Aung San Suu Kyi, la più celebrata paladina dei diritti civili, la leader birmana a cui è stato assegnato il Nobel per la pace nel 1991, è stata arrestata di nuovo: cosa succede? La mattina del 1 febbraio, all'alba, San Suu Kyi, che è la consigliera di Stato, il presidente birmano Win Myint e altri parlamentari del Myanmar sono stati arrestati poche ore prima del giuramento del nuovo governo eletto, dopo un colpo di stato. A sovvertire la situazione istituzionale della Birmania sono stati i vertici militari che hanno dichiarato lo stato di emergenza per un anno e hanno nominato il vicepresidente Myint Swe, un ex generale, presidente ad interim. Non è la prima volta che in questo Paese la dittatura militare impone un brutale dominio.

Aung San Suu Kyi è già stata protagonista di una lunga detenzione nel 1990 quando, dopo le elezioni generali indette dal regime militare, trionfò col suo partito, la Lega Nazionale per la Democrazia. Per impedirle di diventare Primo Ministro i militari annullarono le elezioni e presero il potere con la forza.
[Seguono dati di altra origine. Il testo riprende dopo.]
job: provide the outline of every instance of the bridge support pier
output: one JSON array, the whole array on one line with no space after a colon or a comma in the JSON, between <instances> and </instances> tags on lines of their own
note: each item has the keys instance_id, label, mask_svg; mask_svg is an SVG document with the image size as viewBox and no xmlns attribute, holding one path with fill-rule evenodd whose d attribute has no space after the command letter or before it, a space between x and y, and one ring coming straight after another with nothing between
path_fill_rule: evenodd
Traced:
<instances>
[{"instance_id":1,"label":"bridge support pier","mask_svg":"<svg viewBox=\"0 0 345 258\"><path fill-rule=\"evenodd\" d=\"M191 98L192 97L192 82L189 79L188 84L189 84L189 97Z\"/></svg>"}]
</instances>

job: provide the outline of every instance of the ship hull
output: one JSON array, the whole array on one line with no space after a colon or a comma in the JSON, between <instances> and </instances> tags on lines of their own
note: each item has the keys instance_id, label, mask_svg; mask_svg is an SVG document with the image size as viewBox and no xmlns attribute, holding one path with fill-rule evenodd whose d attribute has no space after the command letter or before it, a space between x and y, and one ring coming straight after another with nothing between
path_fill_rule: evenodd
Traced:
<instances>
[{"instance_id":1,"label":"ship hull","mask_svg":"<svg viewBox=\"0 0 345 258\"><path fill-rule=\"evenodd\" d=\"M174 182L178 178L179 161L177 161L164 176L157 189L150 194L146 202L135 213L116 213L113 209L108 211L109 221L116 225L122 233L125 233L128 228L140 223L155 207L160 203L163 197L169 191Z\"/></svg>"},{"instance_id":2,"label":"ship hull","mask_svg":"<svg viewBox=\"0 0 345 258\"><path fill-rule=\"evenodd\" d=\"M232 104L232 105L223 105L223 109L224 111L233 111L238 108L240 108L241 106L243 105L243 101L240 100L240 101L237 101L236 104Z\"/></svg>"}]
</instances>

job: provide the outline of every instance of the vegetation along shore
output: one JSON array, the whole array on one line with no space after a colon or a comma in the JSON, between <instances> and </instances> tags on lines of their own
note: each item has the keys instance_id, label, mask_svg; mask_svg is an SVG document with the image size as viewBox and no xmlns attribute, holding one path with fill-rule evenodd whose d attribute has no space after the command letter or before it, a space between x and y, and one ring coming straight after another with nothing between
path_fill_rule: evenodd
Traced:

Fino alla sua liberazione nel 2010, anche per le pressioni della comunità internazionale, è stata prima tenuta agli arresti domiciliari fino al 1995, poi in regime di semilibertà, mentre diventava un simbolo acclamato in tutto il mondo. Da allora, le sono stati assegnati tutti i riconoscimenti più prestigiosi, il Nobel per la pace, la cui somma è stata investita in beneficenza per il sistema sanitario e di istruzione del popolo birmano, la laurea Honoris Causa dell'Università di Bologna, la medaglia d'oro del Congresso Usa, i premi per i difensori dei diritti umani Rafto e Sakharov.
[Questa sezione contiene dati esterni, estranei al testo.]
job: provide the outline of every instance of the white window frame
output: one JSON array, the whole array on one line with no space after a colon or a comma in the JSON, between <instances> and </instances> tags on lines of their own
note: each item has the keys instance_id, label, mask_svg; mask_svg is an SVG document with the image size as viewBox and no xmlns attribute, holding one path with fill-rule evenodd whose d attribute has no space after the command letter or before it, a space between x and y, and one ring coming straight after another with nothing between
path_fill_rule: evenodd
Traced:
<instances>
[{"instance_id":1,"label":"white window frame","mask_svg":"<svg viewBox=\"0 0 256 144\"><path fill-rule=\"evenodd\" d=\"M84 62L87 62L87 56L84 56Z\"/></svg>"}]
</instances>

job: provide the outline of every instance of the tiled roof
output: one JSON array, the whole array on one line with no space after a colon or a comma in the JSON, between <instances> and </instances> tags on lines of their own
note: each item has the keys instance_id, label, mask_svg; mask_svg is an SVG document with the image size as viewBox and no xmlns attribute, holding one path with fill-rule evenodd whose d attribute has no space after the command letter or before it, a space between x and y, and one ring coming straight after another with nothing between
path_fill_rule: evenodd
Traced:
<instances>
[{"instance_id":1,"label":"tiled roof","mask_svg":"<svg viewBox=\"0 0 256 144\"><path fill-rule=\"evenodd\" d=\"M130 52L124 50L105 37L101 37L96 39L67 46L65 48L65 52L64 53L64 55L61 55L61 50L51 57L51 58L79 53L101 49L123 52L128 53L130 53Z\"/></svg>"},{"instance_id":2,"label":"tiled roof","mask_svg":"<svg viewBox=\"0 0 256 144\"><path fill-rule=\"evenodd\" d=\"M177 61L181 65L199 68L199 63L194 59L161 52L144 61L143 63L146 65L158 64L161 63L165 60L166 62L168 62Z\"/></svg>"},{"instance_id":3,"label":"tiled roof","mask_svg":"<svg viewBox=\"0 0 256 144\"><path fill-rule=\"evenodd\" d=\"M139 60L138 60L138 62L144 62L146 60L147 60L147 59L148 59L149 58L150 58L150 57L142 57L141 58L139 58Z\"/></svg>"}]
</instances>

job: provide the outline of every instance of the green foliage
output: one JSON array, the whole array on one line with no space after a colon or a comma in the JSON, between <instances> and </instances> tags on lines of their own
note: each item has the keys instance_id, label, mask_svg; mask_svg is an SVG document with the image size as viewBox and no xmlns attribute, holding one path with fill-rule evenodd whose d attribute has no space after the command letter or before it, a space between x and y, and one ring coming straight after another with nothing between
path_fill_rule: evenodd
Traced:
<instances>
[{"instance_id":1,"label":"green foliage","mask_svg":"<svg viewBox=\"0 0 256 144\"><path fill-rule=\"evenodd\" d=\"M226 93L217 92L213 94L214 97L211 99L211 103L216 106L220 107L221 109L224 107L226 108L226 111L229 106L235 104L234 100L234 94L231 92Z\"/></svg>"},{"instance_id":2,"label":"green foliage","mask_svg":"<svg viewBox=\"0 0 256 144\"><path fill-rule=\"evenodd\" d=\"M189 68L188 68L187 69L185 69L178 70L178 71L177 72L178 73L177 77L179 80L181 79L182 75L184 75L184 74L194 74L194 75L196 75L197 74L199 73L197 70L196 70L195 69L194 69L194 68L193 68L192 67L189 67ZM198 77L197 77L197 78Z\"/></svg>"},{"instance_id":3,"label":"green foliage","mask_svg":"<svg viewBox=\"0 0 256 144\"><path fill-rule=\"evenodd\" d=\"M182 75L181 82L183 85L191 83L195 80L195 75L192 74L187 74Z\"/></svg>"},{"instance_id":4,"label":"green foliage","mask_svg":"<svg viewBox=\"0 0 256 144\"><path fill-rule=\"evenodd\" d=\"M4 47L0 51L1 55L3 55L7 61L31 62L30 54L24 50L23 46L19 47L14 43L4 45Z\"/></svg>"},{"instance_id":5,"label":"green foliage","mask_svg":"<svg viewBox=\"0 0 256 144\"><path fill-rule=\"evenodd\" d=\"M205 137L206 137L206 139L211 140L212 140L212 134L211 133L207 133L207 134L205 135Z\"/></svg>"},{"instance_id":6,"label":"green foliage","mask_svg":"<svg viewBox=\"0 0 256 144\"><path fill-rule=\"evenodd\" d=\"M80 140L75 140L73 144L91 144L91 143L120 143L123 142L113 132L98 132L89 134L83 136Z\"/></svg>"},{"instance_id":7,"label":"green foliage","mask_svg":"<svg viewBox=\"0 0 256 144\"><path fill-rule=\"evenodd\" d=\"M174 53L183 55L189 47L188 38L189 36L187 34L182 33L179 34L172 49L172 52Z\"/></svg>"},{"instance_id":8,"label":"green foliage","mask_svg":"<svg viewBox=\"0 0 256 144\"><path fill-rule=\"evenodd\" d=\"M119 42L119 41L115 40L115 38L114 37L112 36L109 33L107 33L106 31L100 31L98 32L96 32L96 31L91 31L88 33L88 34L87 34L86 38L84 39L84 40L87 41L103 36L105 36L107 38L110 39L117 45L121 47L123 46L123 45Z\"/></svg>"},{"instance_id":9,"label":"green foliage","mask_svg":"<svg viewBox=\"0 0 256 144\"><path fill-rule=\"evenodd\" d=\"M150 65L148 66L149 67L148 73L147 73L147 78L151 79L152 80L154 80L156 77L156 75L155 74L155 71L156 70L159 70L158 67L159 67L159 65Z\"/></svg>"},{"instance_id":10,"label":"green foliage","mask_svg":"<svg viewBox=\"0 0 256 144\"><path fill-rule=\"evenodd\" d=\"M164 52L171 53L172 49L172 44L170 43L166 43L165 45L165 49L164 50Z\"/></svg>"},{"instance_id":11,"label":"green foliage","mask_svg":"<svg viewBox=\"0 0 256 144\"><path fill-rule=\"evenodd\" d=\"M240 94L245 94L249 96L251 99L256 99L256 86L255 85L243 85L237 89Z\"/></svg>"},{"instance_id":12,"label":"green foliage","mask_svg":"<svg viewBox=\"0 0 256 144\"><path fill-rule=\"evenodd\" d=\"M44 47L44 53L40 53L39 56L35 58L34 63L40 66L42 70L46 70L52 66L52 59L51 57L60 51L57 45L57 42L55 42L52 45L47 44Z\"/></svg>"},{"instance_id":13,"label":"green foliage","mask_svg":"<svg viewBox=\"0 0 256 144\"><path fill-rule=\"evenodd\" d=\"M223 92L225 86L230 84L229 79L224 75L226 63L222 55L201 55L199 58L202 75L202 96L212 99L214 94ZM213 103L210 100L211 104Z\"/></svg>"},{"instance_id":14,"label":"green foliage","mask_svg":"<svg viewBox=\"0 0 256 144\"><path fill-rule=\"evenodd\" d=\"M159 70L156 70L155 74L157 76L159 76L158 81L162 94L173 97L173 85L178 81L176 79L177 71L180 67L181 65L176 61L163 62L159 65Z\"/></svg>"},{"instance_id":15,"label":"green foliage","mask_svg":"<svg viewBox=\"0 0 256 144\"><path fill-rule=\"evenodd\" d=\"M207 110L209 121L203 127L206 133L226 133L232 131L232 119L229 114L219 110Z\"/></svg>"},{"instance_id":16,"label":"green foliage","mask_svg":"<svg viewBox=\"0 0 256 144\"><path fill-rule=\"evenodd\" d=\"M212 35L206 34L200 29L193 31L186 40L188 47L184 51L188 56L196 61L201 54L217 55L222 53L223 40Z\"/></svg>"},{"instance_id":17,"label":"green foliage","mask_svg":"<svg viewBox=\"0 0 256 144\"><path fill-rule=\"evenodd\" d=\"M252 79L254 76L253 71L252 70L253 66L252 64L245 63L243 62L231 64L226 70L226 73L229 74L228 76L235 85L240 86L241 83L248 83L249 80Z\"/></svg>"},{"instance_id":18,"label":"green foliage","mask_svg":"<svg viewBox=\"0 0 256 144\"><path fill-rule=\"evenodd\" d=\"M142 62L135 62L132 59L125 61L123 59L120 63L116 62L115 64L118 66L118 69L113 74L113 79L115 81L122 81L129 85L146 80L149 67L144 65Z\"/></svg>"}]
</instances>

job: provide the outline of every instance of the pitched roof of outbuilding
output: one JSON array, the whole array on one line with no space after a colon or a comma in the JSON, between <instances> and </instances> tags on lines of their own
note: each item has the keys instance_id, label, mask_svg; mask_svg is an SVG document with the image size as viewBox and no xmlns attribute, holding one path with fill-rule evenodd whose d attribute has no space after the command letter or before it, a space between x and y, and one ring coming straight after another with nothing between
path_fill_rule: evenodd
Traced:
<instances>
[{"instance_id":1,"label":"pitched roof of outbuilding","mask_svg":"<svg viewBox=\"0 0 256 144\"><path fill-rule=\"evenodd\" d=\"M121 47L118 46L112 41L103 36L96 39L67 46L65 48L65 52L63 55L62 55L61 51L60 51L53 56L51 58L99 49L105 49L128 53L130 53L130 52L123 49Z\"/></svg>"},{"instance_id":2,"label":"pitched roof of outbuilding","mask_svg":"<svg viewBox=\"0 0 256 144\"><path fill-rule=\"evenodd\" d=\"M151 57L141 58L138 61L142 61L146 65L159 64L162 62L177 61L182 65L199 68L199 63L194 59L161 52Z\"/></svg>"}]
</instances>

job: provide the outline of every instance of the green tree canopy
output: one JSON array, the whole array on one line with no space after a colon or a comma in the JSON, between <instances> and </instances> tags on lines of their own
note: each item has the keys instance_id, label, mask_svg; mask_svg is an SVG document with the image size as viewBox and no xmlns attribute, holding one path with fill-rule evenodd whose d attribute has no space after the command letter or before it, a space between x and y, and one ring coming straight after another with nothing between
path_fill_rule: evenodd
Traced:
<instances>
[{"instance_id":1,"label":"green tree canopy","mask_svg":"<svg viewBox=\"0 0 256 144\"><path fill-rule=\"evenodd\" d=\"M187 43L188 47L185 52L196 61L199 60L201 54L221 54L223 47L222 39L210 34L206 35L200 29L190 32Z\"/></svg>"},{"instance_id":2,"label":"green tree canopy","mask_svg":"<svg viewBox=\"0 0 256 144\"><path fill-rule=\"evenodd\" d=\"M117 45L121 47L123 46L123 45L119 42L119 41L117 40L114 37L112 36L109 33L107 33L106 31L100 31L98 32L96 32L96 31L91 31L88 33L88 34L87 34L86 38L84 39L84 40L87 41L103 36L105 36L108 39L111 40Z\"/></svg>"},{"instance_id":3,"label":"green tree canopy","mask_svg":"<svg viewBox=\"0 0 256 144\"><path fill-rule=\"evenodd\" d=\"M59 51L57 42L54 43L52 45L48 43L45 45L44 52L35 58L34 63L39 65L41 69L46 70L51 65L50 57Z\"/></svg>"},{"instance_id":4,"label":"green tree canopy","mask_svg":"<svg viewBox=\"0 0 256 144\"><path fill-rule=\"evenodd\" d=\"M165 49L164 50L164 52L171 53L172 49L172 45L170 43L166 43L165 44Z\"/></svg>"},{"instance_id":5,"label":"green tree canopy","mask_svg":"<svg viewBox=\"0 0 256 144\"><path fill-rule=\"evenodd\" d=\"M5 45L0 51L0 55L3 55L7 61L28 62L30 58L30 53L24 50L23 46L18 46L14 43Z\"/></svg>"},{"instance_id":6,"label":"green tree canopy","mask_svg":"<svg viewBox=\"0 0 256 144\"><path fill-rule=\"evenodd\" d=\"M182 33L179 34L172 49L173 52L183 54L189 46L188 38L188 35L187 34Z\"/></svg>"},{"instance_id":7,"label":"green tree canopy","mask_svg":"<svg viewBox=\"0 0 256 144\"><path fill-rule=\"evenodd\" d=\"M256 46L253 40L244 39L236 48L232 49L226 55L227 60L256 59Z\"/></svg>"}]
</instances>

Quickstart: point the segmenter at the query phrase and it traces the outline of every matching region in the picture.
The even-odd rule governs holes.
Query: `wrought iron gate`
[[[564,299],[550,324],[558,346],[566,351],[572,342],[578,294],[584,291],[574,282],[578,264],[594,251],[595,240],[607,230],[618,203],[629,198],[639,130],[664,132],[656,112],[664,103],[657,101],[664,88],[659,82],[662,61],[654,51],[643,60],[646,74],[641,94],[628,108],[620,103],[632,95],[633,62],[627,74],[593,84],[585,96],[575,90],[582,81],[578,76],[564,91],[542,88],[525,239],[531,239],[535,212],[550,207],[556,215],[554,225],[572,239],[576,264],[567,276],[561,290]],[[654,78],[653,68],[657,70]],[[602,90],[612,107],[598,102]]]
Poi il declino. Nel 2018, dopo una relazione delle Nazioni Unite, si diffonde la notizia che l’esercito birmano avrebbe portato avanti uccisioni di massa contro la popolazione Rohingya, senza che lei si sia opposta. Amnesty International le toglie il titolo di Ambasciatrice della coscienza, il premio Sakharov le viene sospeso nel 2020, la comunità internazionale invoca la revoca del Nobel per la pace, istanza respinta dalla Svezia perché al tempo il premio è stato meritato, e comunque la somma è stata investita in opere per il popolo. Da allora, la sua immagine di paladina dei diritti umani e della democrazia si è appannata. Oggi molti leader degli altri Paesi nel mondo stanno condannando il colpo di stato e chiedono la liberazione della politica birmana, perché di certo non è giusto invalidare con la forza delle regolari elezioni. Ma ora che tutto, per lei, è tornato agli anni 90, vedremo ancora i sit-in di protesta con i manifestanti che indossano le maschere con il suo volto?